Are you thinking about getting your first bird? This thirteen-step guide will emotionally and physically prepare you for what it’s like to live with one. If you follow this, you will have a fairly good idea what it’s like to have one of these lovely creatures in your house.

  1. Take a big bite of carrot. Chew it up well, but don’t swallow it. Now go out to your dining room and spew it all over the wall. Leave it there until it dries. Get a sponge and a scraper and scrape it off the wall. Repeat at least three times a week.
  2. Go to the bird supply store. Buy everything you need for the month. Then with the leftover money, go to the grocery store and pick up a five-pound box of macaroni, some parmesan cheese, and some margarine. These provisions should last you about two weeks, and it’s about all you’ll be able to afford after all that money you spent at the bird supply store.
  3. Take a newspaper to the bird supply store. Place it in the bottom of an empty birdcage. Read it while it’s laying on the bottom of the grate. This is how you will be reading the newspaper from now on.
  4. Get some pelleted diet, some chopped up vegetables, borrow some bird poop from the bird supply store (they’ll look at you funny, but they probably won’t charge you for it), some parrot feathers, pieces of bird toy parts, some wood chips and some almond shells. Combine in a one-gallon container. Throw some of it on the floor. Now clean it up. Throw more of it on the floor. Now clean it up. Repeat at least twice a day.
  5. Get a screwdriver from your toolkit. Make some gouges in the paint on the wall. And while you’re at it, use it to rip one of your lampshades and smack up a couple of picture frames.
  6. Make sure you know the meaning of all of these terms: Cloaca, preen gland, PDD, PBFD, calcium to phosphorus ratio, polyomavirus, E.N.D., and boing. This task involves a lot of research, so get some reading glasses while you’re at it.
  7. Measure out a cup of flour and place in a sifter. Move about your house and lightly coat all surfaces with the flour. Now dust all the surfaces. Repeat at least three times a week.
  8. Look up some wild parrots on YouTube. Turn the volume up on your phone to full blast and place it right next to your ear. Repeat at least three times a day for 15 minutes.
  9. Take some of that bird poop you borrowed from the bird supply store and place it on a spatula. Now reach over your shoulder with the spatula and rub the bird poop on the back of your shirt. Let dry and then go grocery shopping. Count the number of people who either stare at you or tell you that you have bird poop on your back.
  10. Do a little dumpster diving and collect odd items like water bottle caps, pieces of raffia, tree branches from bird-safe trees, pieces of cardboard and old plastic clothesline. With these items, attempt to make an interesting toy. You have 8 minutes. You may begin.
  11. Save the wild parrot sounds onto your phone and set them as your 6 a.m. alarm. Make sure they are on the loudest setting possible. Repeat every morning for the rest of your life.
  12. 12. Get some bed sheets. Now take that screwdriver and make various beak-shaped holes in them. Take some of that bird poop and smear it on the sheets. Launder and repeat at least twice a month.
  13. 13. Find a reputable bird veterinarian and make his car payment for him. Repeat at least once a year for each bird you intend to get.

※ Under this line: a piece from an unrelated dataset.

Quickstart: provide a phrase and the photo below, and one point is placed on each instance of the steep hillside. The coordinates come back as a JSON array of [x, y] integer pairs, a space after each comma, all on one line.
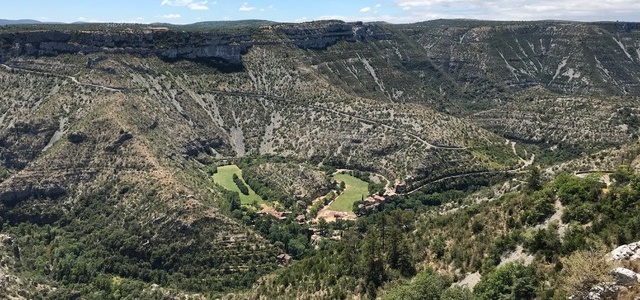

Do these exercises for as long as you can. If you can keep this up for at least six months without losing your mind, you just might be ready for a parrot.

Patricia Sund is the creative director of Bird Talk Magazine, and has written for a variety of avicultural-themed publications, including Bird Talk, the Bird Talk Annual, Birds USA, Phoenix Landing’s Phoenix Beakin’ and Watchbird magazine for the American Federation of Aviculture (AFA). She lives in Florida with her three African grey parrots, Parker, Pepper and Nyla, stars of the popular column, “Memo to Parker & Pepper.”

5 COMMENTS

  1. Very 1 sided.good,but 1 sided. What about all the great things you should get ready for,they even out the bad. With out the negative there would be no positive. Did like the article

  2. Well done, Patricia! A sense of humor is important when living with our birds and providing all that they need, and you capture that tone so well.